I made this soup the other night and it will definitely be one I make again and again. It was fast, easy and delicious. I was actually excited to eat the leftovers the next day for lunch (and that’s saying a lot because I detest leftovers).
Ingredients (Please keep in mind I didn’t measure anything, I just eye-balled it):
8 oz shredded, cooked chicken
3 stalks celery
1/2 green bell pepper, chopped
1 clove garlic, finely chopped
1 Tbl sp cilantro
2 cans prepared black beans (I used the Aldi, “Dakota Brand”)
1 can Mexican Tomatoes (i.e. Rot-Tel — I actually used the Hy-Vee generic brand)
1 box chicken broth (I used the Aldi GF Broth)
the juice from 1/2 lime
1 Tbl sp olive oil
1 tsp crushed red pepper
1/2 tsp chili powder
salt and pepper to taste
Saute chopped celery, onion and crushed red pepper in olive oil until caramelized. Add the remaining ingredients and let simmer until soup is hot and to your desired thickness. Serve with Fritos Corn Chips sprinkled on top for a nice added crunch.
Little Z seems bothered by the various broths I have used (even the ones that are free of the top 8), and forget using bullion cubes – they all have soy! I’ve avoided using broths and bullion in the last year or so, and my soups and dishes often seem too salty and one-noted. I’ve considered making my own, but it seemed like a lot of work, and I knew I wouldn’t be able to use it all before it went bad, and I’d end up just throwing it away. And then the thought occurred to me, why don’t I just make a big pot and freeze it in the ice cube trays I used to freeze my homemade baby food in?

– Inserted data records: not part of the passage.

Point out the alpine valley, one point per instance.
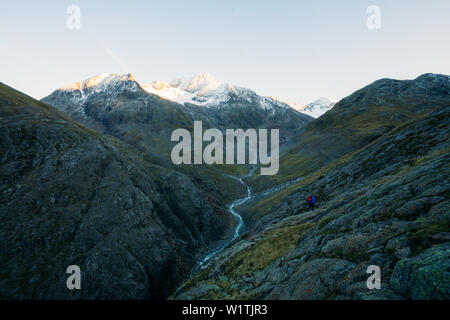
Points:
(86, 179)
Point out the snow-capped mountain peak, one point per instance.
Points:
(98, 80)
(201, 89)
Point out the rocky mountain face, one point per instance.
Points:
(386, 204)
(104, 194)
(314, 109)
(117, 105)
(357, 120)
(111, 98)
(70, 195)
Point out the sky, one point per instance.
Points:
(296, 51)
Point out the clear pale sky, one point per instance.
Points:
(294, 50)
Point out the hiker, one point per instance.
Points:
(311, 201)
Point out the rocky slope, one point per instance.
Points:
(69, 195)
(117, 105)
(118, 99)
(386, 204)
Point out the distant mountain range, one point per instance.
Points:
(111, 100)
(314, 109)
(203, 90)
(86, 179)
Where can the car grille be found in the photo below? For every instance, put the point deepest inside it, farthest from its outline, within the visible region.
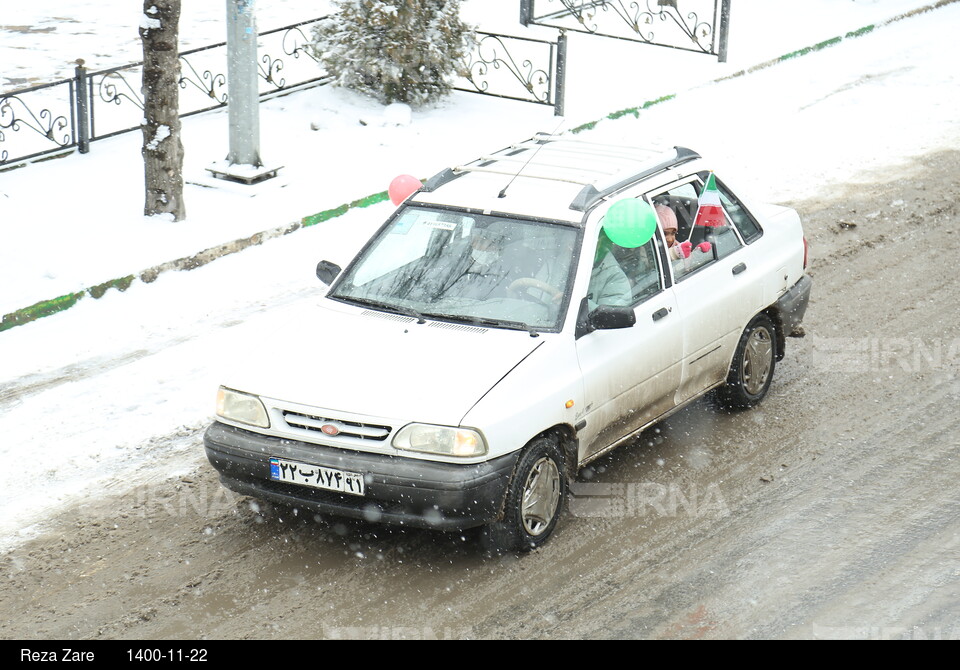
(337, 429)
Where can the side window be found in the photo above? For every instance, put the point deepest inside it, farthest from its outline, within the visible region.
(694, 245)
(609, 283)
(641, 269)
(749, 230)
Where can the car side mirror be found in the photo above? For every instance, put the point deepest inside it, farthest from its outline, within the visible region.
(609, 317)
(327, 271)
(604, 317)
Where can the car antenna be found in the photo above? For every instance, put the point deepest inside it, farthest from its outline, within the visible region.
(503, 193)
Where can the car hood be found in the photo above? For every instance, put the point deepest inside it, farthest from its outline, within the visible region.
(378, 364)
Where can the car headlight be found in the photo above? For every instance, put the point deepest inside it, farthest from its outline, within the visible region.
(242, 408)
(443, 440)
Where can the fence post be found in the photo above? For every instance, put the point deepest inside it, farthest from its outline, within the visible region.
(526, 12)
(724, 31)
(560, 75)
(83, 108)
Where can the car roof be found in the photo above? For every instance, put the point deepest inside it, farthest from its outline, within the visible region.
(548, 176)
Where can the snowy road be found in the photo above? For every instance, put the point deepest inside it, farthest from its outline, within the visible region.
(830, 511)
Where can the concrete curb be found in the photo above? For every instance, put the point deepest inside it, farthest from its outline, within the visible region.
(64, 302)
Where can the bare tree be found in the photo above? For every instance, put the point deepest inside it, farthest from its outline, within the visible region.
(162, 149)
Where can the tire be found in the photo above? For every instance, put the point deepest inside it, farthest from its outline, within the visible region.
(534, 501)
(751, 371)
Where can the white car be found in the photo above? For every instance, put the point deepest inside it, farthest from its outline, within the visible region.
(514, 319)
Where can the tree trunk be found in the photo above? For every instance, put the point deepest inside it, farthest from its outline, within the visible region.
(162, 149)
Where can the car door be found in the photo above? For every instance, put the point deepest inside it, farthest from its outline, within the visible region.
(715, 291)
(630, 375)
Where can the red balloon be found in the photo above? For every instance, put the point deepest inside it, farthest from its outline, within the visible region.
(403, 187)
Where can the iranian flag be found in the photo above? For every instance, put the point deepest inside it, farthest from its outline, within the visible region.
(709, 209)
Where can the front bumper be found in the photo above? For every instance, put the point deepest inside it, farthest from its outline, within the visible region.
(401, 491)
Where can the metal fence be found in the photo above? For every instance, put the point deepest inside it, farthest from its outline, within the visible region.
(518, 68)
(68, 115)
(699, 26)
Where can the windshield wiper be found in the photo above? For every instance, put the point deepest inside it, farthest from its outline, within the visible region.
(486, 321)
(385, 306)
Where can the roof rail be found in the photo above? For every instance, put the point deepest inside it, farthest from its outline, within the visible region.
(564, 159)
(590, 195)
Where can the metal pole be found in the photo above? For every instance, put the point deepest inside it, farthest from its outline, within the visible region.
(724, 30)
(83, 108)
(242, 90)
(561, 73)
(526, 12)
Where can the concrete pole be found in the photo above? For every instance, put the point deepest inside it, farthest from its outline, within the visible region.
(242, 90)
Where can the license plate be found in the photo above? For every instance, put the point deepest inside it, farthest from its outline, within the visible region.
(316, 476)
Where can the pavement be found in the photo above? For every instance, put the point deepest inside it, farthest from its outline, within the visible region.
(95, 253)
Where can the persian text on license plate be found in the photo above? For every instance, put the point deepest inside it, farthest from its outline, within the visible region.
(316, 476)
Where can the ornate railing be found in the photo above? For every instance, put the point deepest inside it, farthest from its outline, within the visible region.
(517, 68)
(690, 25)
(68, 114)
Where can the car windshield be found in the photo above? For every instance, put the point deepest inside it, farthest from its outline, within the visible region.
(488, 270)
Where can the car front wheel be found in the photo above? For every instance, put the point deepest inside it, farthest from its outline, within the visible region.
(534, 500)
(751, 371)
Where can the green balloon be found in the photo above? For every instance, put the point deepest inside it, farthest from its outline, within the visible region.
(630, 223)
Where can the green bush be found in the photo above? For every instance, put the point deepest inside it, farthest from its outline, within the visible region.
(395, 50)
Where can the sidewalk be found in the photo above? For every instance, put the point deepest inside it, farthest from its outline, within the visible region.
(72, 228)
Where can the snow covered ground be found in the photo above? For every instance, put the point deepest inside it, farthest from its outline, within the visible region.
(112, 392)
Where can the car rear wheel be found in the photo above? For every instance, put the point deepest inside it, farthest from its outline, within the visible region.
(534, 500)
(751, 371)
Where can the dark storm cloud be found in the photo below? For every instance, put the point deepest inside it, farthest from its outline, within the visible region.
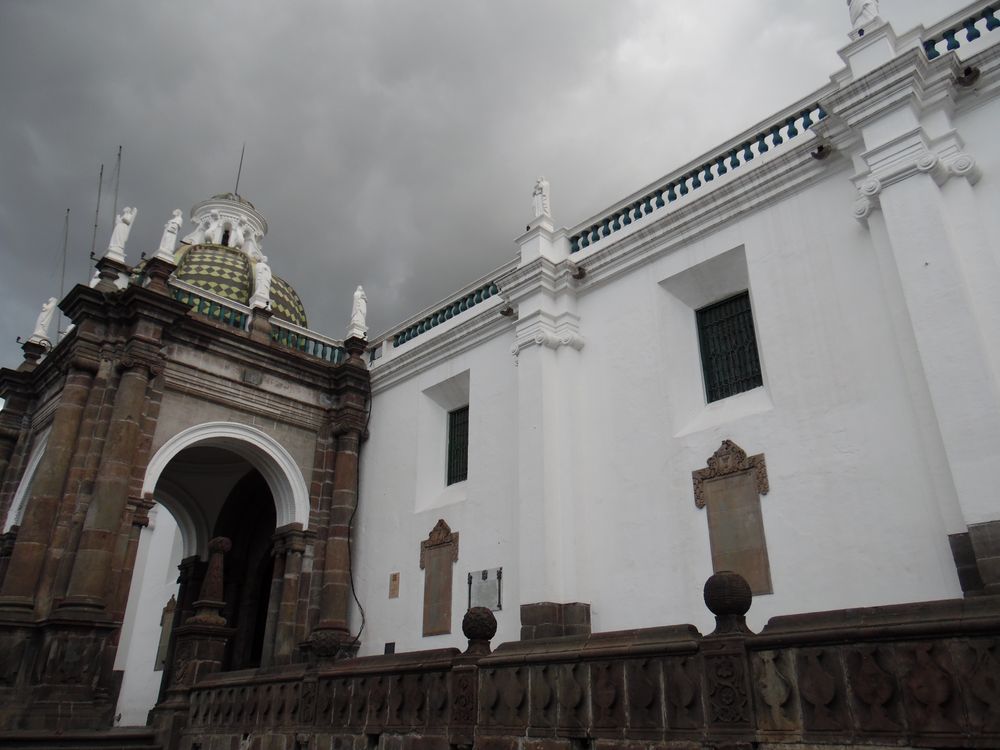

The key to this broth is chicken bones – they impart a wonderful flavor. I made chicken, reserved the meat for another recipe, and kept the bones for broth. I also started freezing the celery leaves and ends in plastic zipper bags to use in my broth, which I love because I have always felt so wasteful when I throw away the celery leaves and ends! This broth is really economical, delicious, and I know what is in it (no preservatives, thank you!).
2 quarts water
2-3 lbs of prepared chicken with the meat removed and saved for another recipe or meal
2 yellow onions, chopped
2 large carrots, chopped (peeling isn’t necessary if you are using organic)
2 ribs celery, chopped
1 teaspoon dried thyme leaves
2 cloves garlic, minced
1 chopped bell pepper
2 bay leaves
salt and pepper
Saute vegetables, spices and garlic in oil and season with salt and pepper. Add water and bones. Simmer for at least 1½ to 2 hours. You may need to add more water if a lot evaporates. Do not stir (it makes the oil and fat mix into the broth). Take off the heat and let it cool. Strain broth through a colander into a large bowl. Discard bones and vegetables. You may need to strain it again through a finer colander. Poor into ice cube trays and freeze. Once frozen, put in gallon zipper bags, and label with the contents and the date. Use cubes when a recipe calls for broth. Each cube should be about 1 oz of broth.